One of the tendencies of conservative readers of the Bible is to minimize, ignore, misinterpret or whittle off the bits that are difficult or where there are differences in the accounts. Let’s deal with examples of each mistake, taking the latter example first. As is well known, the four accounts of the three denials of Christ by Peter accompanied by cockcrow or cockcrows differ. All of the accounts agree that Peter did exactly what Jesus predicted he would do, namely deny Christ three times. But Harold Lindsell in his famous or infamous book The Battle for the Bible put on his harmonizing hat and came up with six denials of Christ by Peter, something NO account says. Why? Because the relationship between the cockcrows and the denials vary in the Gospel accounts and he just couldn’t accept that. Was there only one cockcrow after all the denials? Were there several cockcrows during the denials? Inquiring minds want to know.
The problem however is anachronism, taking a modern historical mentality of what an accurate account must look like and then trying to shoehorn the Biblical stories into what to us looks like perfection. This is a mistake. One must first know how ancient historians wrote and whether they were even concerned with the sort of precision we moderns are. After all, ancient people did not wear little sundials on their wrists, and they viewed time in a much more general way. I say– when a Biblical writer wants to give us the gist of what happened and what was said, and not a verbatim, then it should be evaluated as such.

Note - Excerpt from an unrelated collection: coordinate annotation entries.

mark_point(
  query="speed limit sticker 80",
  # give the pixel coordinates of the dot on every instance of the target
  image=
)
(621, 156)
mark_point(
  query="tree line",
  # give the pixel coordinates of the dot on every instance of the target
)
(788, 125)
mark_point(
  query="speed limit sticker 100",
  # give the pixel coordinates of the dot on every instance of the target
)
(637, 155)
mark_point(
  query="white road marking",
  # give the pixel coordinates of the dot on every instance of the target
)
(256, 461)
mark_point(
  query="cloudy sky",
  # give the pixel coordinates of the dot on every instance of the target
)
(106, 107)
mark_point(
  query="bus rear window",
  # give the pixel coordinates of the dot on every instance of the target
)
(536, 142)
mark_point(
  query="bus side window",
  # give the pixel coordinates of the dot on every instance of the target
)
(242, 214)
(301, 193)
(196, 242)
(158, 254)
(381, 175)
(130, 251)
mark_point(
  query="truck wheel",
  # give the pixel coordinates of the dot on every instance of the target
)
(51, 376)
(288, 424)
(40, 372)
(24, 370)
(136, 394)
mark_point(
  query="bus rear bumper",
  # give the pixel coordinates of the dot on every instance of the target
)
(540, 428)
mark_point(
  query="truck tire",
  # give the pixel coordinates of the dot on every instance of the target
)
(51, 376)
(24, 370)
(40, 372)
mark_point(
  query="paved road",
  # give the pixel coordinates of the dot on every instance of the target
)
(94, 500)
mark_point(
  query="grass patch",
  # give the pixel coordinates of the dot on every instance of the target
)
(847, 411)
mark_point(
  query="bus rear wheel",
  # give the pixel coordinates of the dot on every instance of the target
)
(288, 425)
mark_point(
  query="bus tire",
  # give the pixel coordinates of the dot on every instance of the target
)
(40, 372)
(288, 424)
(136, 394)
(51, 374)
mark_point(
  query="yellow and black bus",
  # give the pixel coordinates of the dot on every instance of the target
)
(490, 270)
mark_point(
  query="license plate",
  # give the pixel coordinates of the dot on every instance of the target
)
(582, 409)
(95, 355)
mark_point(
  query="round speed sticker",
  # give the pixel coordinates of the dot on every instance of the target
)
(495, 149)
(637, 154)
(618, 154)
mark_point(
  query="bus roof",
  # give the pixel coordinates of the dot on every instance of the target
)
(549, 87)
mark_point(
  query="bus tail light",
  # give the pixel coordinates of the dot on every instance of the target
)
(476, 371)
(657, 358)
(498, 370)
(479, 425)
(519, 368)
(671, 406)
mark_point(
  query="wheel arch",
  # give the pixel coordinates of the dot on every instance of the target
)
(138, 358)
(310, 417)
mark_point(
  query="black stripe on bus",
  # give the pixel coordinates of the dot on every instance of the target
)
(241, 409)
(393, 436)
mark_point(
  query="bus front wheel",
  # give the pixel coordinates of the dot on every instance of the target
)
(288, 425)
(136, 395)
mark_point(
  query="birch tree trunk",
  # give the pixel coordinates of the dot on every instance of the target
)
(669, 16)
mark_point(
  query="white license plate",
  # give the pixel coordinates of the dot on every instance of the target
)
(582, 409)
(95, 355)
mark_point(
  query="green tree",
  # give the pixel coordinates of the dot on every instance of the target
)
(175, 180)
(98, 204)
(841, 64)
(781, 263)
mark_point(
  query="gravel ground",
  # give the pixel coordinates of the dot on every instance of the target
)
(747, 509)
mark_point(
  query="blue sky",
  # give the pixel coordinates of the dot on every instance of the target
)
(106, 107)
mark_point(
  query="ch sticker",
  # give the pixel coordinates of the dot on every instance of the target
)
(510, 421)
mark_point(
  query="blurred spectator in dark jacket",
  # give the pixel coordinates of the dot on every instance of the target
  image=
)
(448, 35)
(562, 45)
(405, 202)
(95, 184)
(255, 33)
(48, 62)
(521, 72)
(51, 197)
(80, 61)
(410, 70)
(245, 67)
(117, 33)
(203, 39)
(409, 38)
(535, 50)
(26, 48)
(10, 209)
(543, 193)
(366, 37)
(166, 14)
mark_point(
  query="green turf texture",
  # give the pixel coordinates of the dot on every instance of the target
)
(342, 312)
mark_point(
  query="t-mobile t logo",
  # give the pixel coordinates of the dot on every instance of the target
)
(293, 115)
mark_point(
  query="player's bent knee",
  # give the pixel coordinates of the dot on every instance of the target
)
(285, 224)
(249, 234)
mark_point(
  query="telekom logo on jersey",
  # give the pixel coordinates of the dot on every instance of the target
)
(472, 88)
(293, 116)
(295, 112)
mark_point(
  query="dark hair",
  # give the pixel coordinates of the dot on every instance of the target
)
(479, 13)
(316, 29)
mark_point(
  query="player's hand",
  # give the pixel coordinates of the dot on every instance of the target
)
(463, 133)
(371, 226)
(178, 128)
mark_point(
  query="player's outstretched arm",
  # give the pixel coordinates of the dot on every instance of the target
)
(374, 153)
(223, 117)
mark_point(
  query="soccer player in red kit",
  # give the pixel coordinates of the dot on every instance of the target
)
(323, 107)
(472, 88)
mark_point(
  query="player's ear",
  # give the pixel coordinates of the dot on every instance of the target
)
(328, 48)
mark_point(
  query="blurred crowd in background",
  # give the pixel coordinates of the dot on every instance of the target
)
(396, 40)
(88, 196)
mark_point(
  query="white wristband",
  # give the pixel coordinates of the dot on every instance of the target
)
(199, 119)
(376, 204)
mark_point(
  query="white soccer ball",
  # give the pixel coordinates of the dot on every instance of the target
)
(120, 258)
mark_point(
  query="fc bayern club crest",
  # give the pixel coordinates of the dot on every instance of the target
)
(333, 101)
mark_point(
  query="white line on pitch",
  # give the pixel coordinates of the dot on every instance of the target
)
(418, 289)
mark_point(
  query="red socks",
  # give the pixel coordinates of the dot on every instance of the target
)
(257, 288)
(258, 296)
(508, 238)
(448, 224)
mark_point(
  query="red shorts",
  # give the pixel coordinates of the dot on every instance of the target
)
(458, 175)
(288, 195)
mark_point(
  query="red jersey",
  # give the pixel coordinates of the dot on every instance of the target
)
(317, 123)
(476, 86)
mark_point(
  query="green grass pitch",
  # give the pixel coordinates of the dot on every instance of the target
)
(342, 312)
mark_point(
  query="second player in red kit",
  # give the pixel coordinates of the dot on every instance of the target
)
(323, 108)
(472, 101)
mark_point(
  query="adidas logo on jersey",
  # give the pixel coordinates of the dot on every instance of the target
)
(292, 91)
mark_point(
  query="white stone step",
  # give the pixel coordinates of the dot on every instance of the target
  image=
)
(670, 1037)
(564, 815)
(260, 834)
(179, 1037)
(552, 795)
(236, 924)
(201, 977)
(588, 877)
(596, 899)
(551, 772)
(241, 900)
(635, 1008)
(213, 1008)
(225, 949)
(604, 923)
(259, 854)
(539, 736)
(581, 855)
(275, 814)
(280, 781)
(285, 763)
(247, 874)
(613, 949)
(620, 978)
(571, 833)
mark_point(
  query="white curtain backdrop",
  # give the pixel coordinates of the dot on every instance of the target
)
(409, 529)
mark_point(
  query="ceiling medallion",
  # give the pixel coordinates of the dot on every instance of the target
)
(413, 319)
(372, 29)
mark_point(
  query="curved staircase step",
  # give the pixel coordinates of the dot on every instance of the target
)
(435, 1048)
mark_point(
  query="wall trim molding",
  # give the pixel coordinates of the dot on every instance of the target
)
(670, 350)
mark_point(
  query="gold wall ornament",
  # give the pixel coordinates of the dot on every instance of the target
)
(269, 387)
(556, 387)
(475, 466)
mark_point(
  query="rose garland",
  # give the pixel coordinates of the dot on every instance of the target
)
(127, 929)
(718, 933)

And of course the most telling thing is when, for instance we know the first evangelist took over 95% of Mark’s account with a 50% or more verbatim copying and there are differences still between the Markan and Matthean accounts. This is not an accident or carelessness, this is editorial work on the earlier Gospel. For example, when Jesus is confronted by an inquisitor and is called good teacher, and then asked a question…. Jesus’ response in Mark 10.18 (cf. Luke 18.19) is the abrupt ‘Why do you call me good? No one is good but God alone!’ Clearly, this was too abrupt for the first evangelist and so he turns it into a philosophical question— ‘Why do you ask me about the good? No one is good but God alone’ (Mt. 19.17).
Now this tendency to whittle off the hard edges of Jesus’ sayings doesn’t just happen this one time in Matthew. No, when in Mark Jesus asks his disciples ‘have you no faith?’ what happens in Matthew is we find oligopistoi ‘oh you of little faith’. If this sort of editorial freedom bothers you, you are a good modern person with a modern mentality about history and precision, but you are not thinking like ancient historians who all believed that they had a modicum of freedom to edit and arrange their source material according to their particular purposes.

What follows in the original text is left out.